今となっては昔話ですが、私は監査法人にいる間になぜか税理士登録ができたため、最後の年は独学で税務を学んでいました。

当時、独立開業するかはまだ明確ではなかったものの、心のどこかで税理士登録をした時に監査法人を離れることは決まっていたのかもしれません。

IPOコンサルタントとして十分食べていける。監査の仕組みもIPO準備のプロセスも理解した。JSOXも習得し、まだ世の中にできる人が少ない。勝ち筋が見えた──若気の至りから自信満々にそう確信して、2008年監査法人を退職。

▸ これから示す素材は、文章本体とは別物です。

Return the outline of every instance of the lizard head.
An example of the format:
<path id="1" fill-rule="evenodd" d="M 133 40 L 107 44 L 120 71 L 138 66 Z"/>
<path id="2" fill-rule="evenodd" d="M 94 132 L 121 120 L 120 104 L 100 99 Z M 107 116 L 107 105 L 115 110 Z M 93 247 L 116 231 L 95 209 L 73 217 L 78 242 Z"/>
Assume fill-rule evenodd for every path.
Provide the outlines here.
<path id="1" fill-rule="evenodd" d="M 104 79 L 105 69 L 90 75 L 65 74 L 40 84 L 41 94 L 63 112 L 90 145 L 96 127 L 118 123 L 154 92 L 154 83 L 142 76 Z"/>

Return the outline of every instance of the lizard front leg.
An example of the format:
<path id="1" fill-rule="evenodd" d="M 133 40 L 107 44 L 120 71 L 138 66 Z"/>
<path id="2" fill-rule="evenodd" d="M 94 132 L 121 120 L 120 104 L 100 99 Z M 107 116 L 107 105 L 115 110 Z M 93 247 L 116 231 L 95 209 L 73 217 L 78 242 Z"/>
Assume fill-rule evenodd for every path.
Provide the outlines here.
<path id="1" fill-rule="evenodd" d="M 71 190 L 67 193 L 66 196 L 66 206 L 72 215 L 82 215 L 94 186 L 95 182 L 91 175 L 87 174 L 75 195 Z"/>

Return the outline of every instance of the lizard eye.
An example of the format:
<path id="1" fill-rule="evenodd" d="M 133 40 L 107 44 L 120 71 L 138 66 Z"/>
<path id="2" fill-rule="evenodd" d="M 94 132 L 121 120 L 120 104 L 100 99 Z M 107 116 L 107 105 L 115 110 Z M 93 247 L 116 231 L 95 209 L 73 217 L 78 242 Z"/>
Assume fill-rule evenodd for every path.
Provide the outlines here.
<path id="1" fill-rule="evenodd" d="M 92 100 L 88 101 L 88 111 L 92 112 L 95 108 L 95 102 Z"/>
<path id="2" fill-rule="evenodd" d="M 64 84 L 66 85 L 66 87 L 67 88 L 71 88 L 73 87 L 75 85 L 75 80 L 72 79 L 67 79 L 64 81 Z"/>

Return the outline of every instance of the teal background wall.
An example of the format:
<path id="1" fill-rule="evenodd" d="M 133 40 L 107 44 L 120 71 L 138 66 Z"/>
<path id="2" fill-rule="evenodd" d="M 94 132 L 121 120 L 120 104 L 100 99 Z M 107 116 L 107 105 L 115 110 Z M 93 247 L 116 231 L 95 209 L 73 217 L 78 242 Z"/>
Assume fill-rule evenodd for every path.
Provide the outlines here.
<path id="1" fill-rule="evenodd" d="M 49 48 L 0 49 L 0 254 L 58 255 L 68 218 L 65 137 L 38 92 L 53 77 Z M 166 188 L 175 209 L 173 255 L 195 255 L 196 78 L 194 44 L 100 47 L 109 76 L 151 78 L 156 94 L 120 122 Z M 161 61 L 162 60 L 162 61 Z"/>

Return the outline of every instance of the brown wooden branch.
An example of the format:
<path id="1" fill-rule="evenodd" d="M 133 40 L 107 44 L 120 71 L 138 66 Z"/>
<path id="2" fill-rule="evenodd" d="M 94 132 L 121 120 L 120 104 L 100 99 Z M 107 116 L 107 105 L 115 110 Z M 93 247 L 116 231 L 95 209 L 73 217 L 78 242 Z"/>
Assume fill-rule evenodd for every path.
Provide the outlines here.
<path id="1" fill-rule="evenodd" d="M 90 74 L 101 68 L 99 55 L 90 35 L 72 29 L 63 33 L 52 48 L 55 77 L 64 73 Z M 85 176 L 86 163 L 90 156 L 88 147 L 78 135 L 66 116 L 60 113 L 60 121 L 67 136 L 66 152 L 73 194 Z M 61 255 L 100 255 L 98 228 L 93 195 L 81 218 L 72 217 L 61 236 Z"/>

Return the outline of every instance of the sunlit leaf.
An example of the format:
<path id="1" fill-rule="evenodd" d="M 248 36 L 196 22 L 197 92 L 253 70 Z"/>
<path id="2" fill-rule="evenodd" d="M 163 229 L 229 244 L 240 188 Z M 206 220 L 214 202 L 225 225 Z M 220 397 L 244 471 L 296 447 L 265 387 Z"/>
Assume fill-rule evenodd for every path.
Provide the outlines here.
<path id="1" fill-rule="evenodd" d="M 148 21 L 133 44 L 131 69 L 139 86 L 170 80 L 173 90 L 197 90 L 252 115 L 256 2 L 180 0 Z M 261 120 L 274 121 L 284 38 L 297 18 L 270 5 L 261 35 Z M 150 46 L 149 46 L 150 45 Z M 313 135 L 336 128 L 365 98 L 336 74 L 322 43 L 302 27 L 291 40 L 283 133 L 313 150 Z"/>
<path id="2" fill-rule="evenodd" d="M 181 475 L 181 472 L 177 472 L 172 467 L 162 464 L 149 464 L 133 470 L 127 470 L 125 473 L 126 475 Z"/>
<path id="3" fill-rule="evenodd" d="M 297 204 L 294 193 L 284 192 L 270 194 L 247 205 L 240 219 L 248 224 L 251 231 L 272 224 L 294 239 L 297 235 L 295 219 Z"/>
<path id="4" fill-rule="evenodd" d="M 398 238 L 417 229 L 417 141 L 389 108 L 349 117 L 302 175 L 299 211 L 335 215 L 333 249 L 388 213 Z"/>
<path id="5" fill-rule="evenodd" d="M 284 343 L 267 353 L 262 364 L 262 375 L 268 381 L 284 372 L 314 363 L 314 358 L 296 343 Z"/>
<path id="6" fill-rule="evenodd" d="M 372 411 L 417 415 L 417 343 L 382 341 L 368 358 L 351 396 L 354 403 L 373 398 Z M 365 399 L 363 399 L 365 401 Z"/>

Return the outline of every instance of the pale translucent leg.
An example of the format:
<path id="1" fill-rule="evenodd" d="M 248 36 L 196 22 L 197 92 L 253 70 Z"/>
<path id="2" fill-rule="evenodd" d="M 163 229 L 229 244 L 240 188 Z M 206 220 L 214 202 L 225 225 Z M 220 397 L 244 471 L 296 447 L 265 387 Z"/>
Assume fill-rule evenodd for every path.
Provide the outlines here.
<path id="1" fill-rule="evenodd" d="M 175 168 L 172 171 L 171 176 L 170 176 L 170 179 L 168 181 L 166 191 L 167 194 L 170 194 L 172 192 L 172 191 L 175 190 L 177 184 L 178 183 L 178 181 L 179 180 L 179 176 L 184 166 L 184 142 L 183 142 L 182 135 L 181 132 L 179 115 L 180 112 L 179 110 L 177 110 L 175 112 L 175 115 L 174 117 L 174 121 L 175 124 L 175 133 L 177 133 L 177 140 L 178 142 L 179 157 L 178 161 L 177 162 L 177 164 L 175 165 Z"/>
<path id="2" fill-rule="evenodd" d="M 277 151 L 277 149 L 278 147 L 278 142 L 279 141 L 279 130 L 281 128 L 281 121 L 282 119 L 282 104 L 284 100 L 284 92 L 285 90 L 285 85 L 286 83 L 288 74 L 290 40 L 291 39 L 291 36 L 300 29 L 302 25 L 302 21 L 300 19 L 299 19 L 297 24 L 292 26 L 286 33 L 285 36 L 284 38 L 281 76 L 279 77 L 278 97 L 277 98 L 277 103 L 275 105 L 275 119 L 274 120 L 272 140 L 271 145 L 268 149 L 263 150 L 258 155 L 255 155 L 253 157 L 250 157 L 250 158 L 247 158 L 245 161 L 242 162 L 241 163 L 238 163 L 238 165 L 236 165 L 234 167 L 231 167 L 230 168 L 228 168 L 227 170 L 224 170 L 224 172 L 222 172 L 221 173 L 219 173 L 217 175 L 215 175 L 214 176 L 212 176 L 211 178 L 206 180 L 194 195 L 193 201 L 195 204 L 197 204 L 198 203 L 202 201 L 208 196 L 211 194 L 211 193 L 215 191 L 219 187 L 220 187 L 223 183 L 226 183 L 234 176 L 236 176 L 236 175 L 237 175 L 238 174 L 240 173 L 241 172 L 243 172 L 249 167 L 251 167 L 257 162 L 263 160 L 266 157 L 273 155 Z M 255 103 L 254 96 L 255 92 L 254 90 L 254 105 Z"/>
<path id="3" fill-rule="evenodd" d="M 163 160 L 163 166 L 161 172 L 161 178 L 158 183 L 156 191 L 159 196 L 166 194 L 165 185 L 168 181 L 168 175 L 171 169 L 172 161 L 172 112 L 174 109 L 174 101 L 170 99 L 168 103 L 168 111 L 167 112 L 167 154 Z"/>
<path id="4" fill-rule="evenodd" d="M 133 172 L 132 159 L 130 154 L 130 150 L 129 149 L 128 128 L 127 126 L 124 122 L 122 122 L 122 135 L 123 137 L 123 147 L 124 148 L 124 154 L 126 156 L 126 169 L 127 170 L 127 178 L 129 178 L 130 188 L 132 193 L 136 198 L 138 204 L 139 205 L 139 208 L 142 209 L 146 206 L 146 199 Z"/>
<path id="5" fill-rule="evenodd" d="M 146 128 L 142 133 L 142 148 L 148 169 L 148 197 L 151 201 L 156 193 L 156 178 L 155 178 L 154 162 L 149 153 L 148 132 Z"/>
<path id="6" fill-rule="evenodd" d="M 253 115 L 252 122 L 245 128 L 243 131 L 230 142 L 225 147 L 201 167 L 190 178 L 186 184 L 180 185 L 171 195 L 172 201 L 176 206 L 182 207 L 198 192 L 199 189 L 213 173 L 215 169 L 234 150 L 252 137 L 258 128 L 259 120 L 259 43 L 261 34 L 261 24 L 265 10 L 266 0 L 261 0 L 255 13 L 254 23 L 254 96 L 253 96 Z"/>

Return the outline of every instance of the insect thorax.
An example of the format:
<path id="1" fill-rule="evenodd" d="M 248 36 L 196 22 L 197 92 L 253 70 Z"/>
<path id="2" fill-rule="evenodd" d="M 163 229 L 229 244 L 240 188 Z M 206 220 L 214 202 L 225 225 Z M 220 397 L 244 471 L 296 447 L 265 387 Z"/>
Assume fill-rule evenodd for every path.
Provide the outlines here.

ところが、退職直後にリーマンショックが発生。金融証券市場は一変し、創業前に描いていた計画通りには全く進まない。その後追い打ちで東日本大震災の発生…。

清和監査法人等で監査の非常勤をしながら引き続き独学で税務を学び、提案→受注→勉強→サービス提供の繰り返し。ひたすら試行錯誤を続ける日々でした。なので全く順調でなく監査の非常勤も3法人でトータル12年間に及びました。

格好をつけたかったですしSNSもやっていなかったので、あまりそんな素振りも見せなかったのですが、振り返ればずっと大変な時期が続いていました。

ポジティブに考えるとその時に1人で身軽にスタートし、失うものが何もなかったのがよかったのかもしれません。あと体力だけはあったこと。積み重ねが一応無駄ではなく今につながっていると感じます。